Jakarta, 9 Desember 2024 – Polemik mengenai gagasan Otto untuk membentuk organisasi advokat (OA) tunggal terus menuai kritik tajam. Usulan tersebut dianggap sebagai langkah mundur yang mengancam kebebasan berorganisasi dan keberagaman dalam dunia advokat Indonesia.
Dalam perkembangan terbaru, Rapat Kerja Nasional (Rakernas) Perhimpunan Advokat Indonesia (PERADI) yang digelar di Jimbaran, Bali, pekan ini juga menyoroti isu penting lainnya. Salah satu rekomendasi yang dihasilkan adalah mendesak pencabutan Surat Edaran Mahkamah Agung (SEMA) Nomor 73 Tahun 2015, yang mengatur pelaksanaan sumpah advokat.
Ketua Umum PERADI, Otto, menyampaikan bahwa SEMA tersebut dianggap tidak sesuai dengan semangat independensi advokat dan berpotensi menghambat proses pengangkatan advokat baru. “Rakernas telah mengusulkan agar SEMA terkait sumpah advokat ini segera dicabut,” ujar Otto dalam keterangannya.
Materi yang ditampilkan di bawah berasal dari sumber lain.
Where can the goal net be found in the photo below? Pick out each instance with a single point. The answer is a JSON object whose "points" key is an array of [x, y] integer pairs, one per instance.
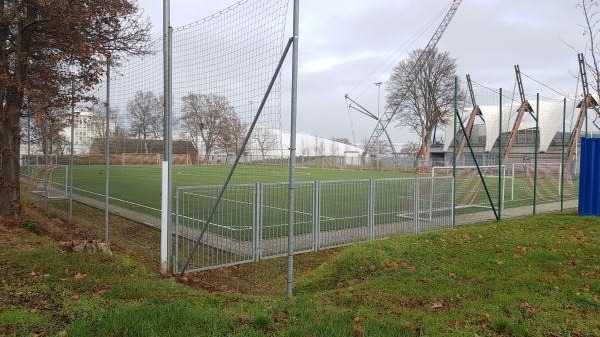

Sebagai Warga Negara Indonesia (WNI), Otto memiliki hak untuk menyampaikan gagasan tersebut.
Namun, penting bagi yang bersangkutan untuk memahami terlebih dahulu kondisi dan perkembangan advokat di Indonesia, baik sejak masa perjuangan, masa Orde Lama (Orla), maupun Orde Baru (Orba).
Sejarah mencatat bahwa pada 30 Agustus 1964, berdirilah Persatuan Advokat Indonesia (PERADIN) yang secara aklamasi diterima dan diresmikan sebagai satu-satunya organisasi advokat di Indonesia pada masa itu.
PERADIN menjadi wadah persatuan pertama yang mempersatukan advokat di Indonesia. Namun, dengan berkembangnya sistem hukum dan kebebasan berorganisasi, pada 21 Desember 2004, para advokat di Indonesia sepakat membentuk organisasi baru, yaitu PERADI.
Pembentukan PERADI didasari pada mandat dari UU No. 18 Tahun 2003 tentang Advokat, yang menegaskan kebebasan dalam pembentukan organisasi advokat tanpa mengesampingkan semangat persatuan.
Dalam konteks ini, ide Otto dan koleganya untuk kembali mendorong OA sebagai satu-satunya wadah tunggal bagi advokat (single bar) dinilai tidak berdasar dan justru bertentangan dengan prinsip kebebasan berorganisasi dalam negara hukum. Hal ini dianggap mencederai nilai-nilai demokrasi dan pluralisme yang dijunjung tinggi di Indonesia.
“Upaya ini wajib kita tolak,” tegas salah satu tokoh advokat senior Advokat Imam Syafi’i SH . Menurutnya, sejarah menunjukkan bahwa pluralitas organisasi advokat telah menjadi bagian penting dari dinamika hukum di Indonesia, dan keberagaman tersebut harus tetap dijaga demi mewujudkan keadilan dan kebebasan berorganisasi.
Diskursus mengenai gagasan ini diharapkan dapat dilakukan secara komprehensif dengan melibatkan berbagai pihak, guna memastikan kebijakan yang dihasilkan benar-benar berpihak pada kepentingan para advokat dan masyarakat hukum secara umum.